At the news conference, Michael Lent, the chief investment officer of Veris Wealth Partners, said, “Over the past decade, there has been an increased number of socially responsible, sustainable funds that integrate ESG in a positive way.”

“We’ve seen greater interest from investors in these kinds of funds,” Lent continued. “Positive screening for ESG factors has become more important than the negative screens.”

The 22 fund families represented in the SIF analysis are Access Capital Strategies, AHA, Appleseed, Ariel, Azzad, Calvert, Community Capital Management, Domini, Gabelli, Green Century, Integrity, Legg Mason, Meeder Asset Management, MMA Praxis, Neuberger Berman, New Alternatives, Parnassus, Pax World, Portfolio 21, Sentinel, Walden, and Winslow.

Along with its study of the performance of SRI mutual funds in 2009, SIF unveiled a revamped Mutual Fund Performance Chart, which provides investors with information on the financial performance, ESG (positive) and product-based (negative) screening strategies, the online availability of proxy voting records and policies, and the minimum investments required by the mutual funds managed by its members. The chart also includes profiles of each of the funds.

The financial performance data provided by the chart include year-to-date returns, as well as annual average returns over one, three, five, and ten-year periods. The performance of the benchmarks for each of the funds is included as well, as is the size of each fund according to assets under management.

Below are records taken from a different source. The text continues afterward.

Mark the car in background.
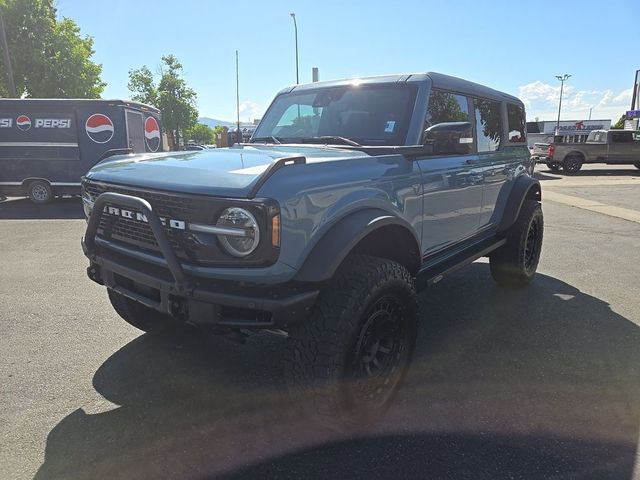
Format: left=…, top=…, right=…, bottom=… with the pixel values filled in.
left=546, top=129, right=640, bottom=173
left=185, top=144, right=205, bottom=151
left=531, top=142, right=551, bottom=161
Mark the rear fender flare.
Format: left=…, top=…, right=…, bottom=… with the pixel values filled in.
left=498, top=176, right=541, bottom=233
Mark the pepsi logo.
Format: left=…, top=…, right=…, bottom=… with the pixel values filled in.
left=16, top=115, right=31, bottom=131
left=144, top=116, right=160, bottom=152
left=86, top=113, right=114, bottom=143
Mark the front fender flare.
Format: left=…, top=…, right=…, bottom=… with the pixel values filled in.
left=293, top=208, right=420, bottom=283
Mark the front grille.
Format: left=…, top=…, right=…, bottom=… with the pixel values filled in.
left=85, top=181, right=198, bottom=261
left=83, top=180, right=279, bottom=267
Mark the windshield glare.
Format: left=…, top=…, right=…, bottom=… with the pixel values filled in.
left=253, top=84, right=417, bottom=146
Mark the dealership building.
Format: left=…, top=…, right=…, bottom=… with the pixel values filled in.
left=526, top=119, right=612, bottom=146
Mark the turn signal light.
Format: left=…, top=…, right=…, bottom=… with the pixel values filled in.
left=271, top=214, right=281, bottom=247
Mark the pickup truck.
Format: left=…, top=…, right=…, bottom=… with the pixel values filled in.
left=80, top=72, right=542, bottom=428
left=546, top=129, right=640, bottom=173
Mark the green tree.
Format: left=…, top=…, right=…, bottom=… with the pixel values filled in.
left=128, top=55, right=198, bottom=149
left=185, top=123, right=214, bottom=145
left=612, top=115, right=625, bottom=129
left=127, top=65, right=158, bottom=106
left=0, top=0, right=105, bottom=97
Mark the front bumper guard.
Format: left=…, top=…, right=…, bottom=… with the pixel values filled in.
left=82, top=192, right=318, bottom=328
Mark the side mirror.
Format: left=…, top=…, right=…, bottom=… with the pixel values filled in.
left=423, top=121, right=473, bottom=154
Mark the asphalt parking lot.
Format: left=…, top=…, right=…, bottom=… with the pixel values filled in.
left=1, top=164, right=640, bottom=480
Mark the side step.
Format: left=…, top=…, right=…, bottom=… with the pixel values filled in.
left=415, top=237, right=506, bottom=291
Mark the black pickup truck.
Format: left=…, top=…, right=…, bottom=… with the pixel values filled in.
left=545, top=129, right=640, bottom=173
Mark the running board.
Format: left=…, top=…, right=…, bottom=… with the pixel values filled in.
left=415, top=237, right=506, bottom=290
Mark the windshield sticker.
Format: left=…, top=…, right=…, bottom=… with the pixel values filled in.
left=384, top=121, right=396, bottom=133
left=459, top=137, right=473, bottom=144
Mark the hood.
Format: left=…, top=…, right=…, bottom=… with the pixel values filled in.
left=85, top=145, right=369, bottom=198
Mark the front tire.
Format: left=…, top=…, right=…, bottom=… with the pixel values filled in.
left=108, top=289, right=183, bottom=334
left=285, top=255, right=417, bottom=430
left=490, top=200, right=543, bottom=287
left=28, top=180, right=52, bottom=204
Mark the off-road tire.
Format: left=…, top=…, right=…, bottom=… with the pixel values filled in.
left=548, top=163, right=561, bottom=172
left=562, top=155, right=583, bottom=173
left=28, top=180, right=52, bottom=204
left=285, top=255, right=418, bottom=430
left=108, top=289, right=182, bottom=334
left=490, top=200, right=543, bottom=287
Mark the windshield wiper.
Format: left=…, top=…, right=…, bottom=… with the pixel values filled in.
left=300, top=136, right=361, bottom=146
left=250, top=136, right=282, bottom=144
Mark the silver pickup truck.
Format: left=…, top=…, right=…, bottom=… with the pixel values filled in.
left=546, top=129, right=640, bottom=173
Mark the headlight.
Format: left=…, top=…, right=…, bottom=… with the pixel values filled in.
left=81, top=187, right=95, bottom=219
left=215, top=207, right=260, bottom=257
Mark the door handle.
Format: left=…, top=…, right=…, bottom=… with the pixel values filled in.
left=465, top=158, right=480, bottom=165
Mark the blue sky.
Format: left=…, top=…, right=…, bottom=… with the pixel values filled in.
left=57, top=0, right=639, bottom=123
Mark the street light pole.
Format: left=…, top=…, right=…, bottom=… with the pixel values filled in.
left=555, top=74, right=571, bottom=135
left=236, top=50, right=241, bottom=145
left=290, top=13, right=299, bottom=84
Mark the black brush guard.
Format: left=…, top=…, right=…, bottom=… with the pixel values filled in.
left=82, top=192, right=318, bottom=328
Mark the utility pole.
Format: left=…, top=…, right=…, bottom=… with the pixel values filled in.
left=236, top=50, right=241, bottom=145
left=0, top=13, right=17, bottom=97
left=588, top=107, right=592, bottom=121
left=631, top=69, right=640, bottom=111
left=290, top=13, right=299, bottom=84
left=555, top=74, right=571, bottom=135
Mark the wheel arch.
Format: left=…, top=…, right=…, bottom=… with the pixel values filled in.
left=498, top=176, right=541, bottom=233
left=564, top=150, right=585, bottom=162
left=22, top=177, right=52, bottom=187
left=294, top=208, right=421, bottom=283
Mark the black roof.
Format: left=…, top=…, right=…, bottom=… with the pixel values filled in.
left=284, top=72, right=524, bottom=106
left=0, top=98, right=160, bottom=113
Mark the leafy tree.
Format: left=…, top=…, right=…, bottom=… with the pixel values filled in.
left=128, top=55, right=198, bottom=149
left=612, top=115, right=625, bottom=129
left=0, top=0, right=105, bottom=97
left=127, top=66, right=158, bottom=106
left=185, top=123, right=214, bottom=145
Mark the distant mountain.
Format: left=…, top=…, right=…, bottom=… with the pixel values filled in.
left=198, top=117, right=235, bottom=128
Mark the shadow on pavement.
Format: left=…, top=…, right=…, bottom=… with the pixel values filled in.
left=533, top=171, right=563, bottom=181
left=0, top=197, right=84, bottom=220
left=537, top=168, right=640, bottom=178
left=35, top=264, right=640, bottom=480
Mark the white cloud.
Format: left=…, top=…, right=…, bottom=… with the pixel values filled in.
left=518, top=81, right=630, bottom=121
left=613, top=88, right=633, bottom=104
left=238, top=101, right=263, bottom=121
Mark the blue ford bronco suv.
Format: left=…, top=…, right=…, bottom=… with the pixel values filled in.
left=81, top=73, right=542, bottom=428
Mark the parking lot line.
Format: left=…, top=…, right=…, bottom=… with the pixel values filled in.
left=543, top=190, right=640, bottom=224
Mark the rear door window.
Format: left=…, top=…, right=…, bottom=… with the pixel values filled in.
left=611, top=131, right=633, bottom=143
left=473, top=98, right=502, bottom=152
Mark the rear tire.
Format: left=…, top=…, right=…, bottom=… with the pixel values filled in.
left=548, top=163, right=561, bottom=172
left=108, top=289, right=183, bottom=334
left=28, top=180, right=52, bottom=204
left=285, top=255, right=417, bottom=430
left=562, top=155, right=583, bottom=173
left=490, top=200, right=543, bottom=287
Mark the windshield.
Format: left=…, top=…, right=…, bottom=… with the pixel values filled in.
left=252, top=84, right=418, bottom=146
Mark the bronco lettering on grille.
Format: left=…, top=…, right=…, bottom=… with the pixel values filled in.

According to SIF, “The Chart shows that more than 50% of SIF member mutual funds consider companies’ executive pay practices when developing their portfolios, and more than two-thirds look for companies with good records on climate change issues and community development. Virtually all exclude tobacco companies altogether from their portfolios or restrict their involvement in such firms.”

Referring to the Mutual Fund Performance Chart, Kathy Leonard, vice president of investments at UBS Financial Services, said, “The chart empowers our clients to really get a sense of what is going on with their portfolios.”

Lent of Veris Wealth Partners said, “Transparency and disclosure by mutual funds are extremely important.”